Saturday, April 26, 2014

Cornerstones: Where the Wild Things Are

I come from a long line of collectors. My mother, my grandmother, my great-grandmother, even my uncles. We collect, gather, hold on to. Buttons, porcelain slippers, books, garden sprinklers, Wee Forest Folk, McDonald's toys, cameras, pint glasses. I don't think it's simply for the accumulation of things in themselves, though perhaps on some level it is. Rather, at least for me, the things I own, the things around me, hold my story. They remind me of family members I love, friends with whom I've celebrated big events, people who have, for whatever reason, drifted. Looking around my apartment, seeing my story unfold in trinkets and furniture, is quite comforting.

When people first come to my apartment, they are often drawn to two things: the photographs and the books.

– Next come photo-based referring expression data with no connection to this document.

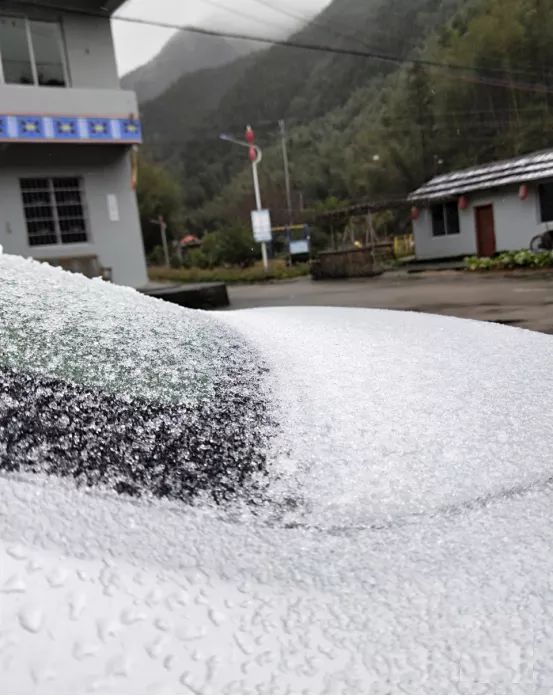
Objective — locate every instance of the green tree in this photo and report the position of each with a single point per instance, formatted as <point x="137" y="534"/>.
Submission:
<point x="158" y="193"/>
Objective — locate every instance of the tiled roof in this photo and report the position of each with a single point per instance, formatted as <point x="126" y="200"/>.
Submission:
<point x="536" y="165"/>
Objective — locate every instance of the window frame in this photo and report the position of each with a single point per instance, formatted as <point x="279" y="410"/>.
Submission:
<point x="446" y="227"/>
<point x="30" y="47"/>
<point x="53" y="204"/>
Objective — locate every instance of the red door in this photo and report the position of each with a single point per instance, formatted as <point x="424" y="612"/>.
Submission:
<point x="485" y="230"/>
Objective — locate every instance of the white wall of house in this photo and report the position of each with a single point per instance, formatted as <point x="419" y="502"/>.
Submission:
<point x="104" y="170"/>
<point x="90" y="52"/>
<point x="516" y="222"/>
<point x="92" y="89"/>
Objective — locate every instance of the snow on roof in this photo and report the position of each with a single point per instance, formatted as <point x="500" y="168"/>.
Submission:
<point x="530" y="167"/>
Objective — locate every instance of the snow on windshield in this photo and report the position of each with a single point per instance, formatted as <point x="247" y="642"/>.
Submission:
<point x="402" y="541"/>
<point x="113" y="388"/>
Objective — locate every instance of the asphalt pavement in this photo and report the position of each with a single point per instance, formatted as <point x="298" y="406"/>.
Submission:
<point x="517" y="299"/>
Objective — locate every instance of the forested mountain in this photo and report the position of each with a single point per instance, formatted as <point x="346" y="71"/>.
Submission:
<point x="183" y="54"/>
<point x="361" y="127"/>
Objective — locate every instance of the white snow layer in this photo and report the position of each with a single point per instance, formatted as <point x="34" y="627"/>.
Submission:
<point x="408" y="546"/>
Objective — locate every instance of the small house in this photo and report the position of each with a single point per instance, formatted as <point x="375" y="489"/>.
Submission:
<point x="485" y="209"/>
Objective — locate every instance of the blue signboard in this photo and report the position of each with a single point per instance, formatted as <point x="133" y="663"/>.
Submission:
<point x="28" y="128"/>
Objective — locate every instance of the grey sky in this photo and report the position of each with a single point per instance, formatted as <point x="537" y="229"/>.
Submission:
<point x="137" y="44"/>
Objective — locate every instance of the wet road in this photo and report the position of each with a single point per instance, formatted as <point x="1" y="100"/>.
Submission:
<point x="524" y="299"/>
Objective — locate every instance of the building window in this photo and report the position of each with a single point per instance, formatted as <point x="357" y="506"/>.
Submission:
<point x="54" y="210"/>
<point x="31" y="53"/>
<point x="546" y="201"/>
<point x="445" y="219"/>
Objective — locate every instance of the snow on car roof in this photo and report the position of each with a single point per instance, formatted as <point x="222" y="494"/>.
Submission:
<point x="402" y="542"/>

I do not have an exhaustive library. I don't even have a very discerning library. I simply have books. Some of them are rare or special, but not most.

I do not know when or why I was first drawn to Maurice Sendak, in particular to Where the Wild Things Are. I'm not sure if, as a young child, I ever went through a phase of being afraid of the wild things. I have a rather romanticized notion of this book: that it's what caused my love of reading and story. That might be true, but it might not.

My copy has furled edges. The spine is somewhat torn. The pages are not crisp or spotless. This book has lived a long life.


I cannot pass this book in a store without stopping to read it. Once or twice, I've gotten to the end and burst into tears. This is a story of love, a story of imagination and adventure that ends with a coming home to being cared for no matter what.

Several years ago the movie version of Where the Wild Things Are came out. I enjoyed the movie, but it also confused me, as did much of the criticism that came out about the book itself at that time. Many critics see this book as a story about a boy with anger issues who lashes out at his mom and becomes himself a wild thing full of rage. I guess, but maybe he's just a boy who's upset that his mom got mad at him, creates a world where he's in charge, realizes that he kind of likes being taken care of, and returns to find that, indeed, his mother loves him unconditionally.

And that's what I love about this book. It's about home, knowing where love is, recognizing the gift of going away and coming back.

Nowadays I'm a bit more careful with my books. I don't break spines or dog-ear pages. I write in them, but only with pencil. Covers stay tidy and pages aren't smudged with food (though drops of tea might make it onto some pages here and there). And yet, ragged though it may be, this is, without a doubt, one of my most prized books.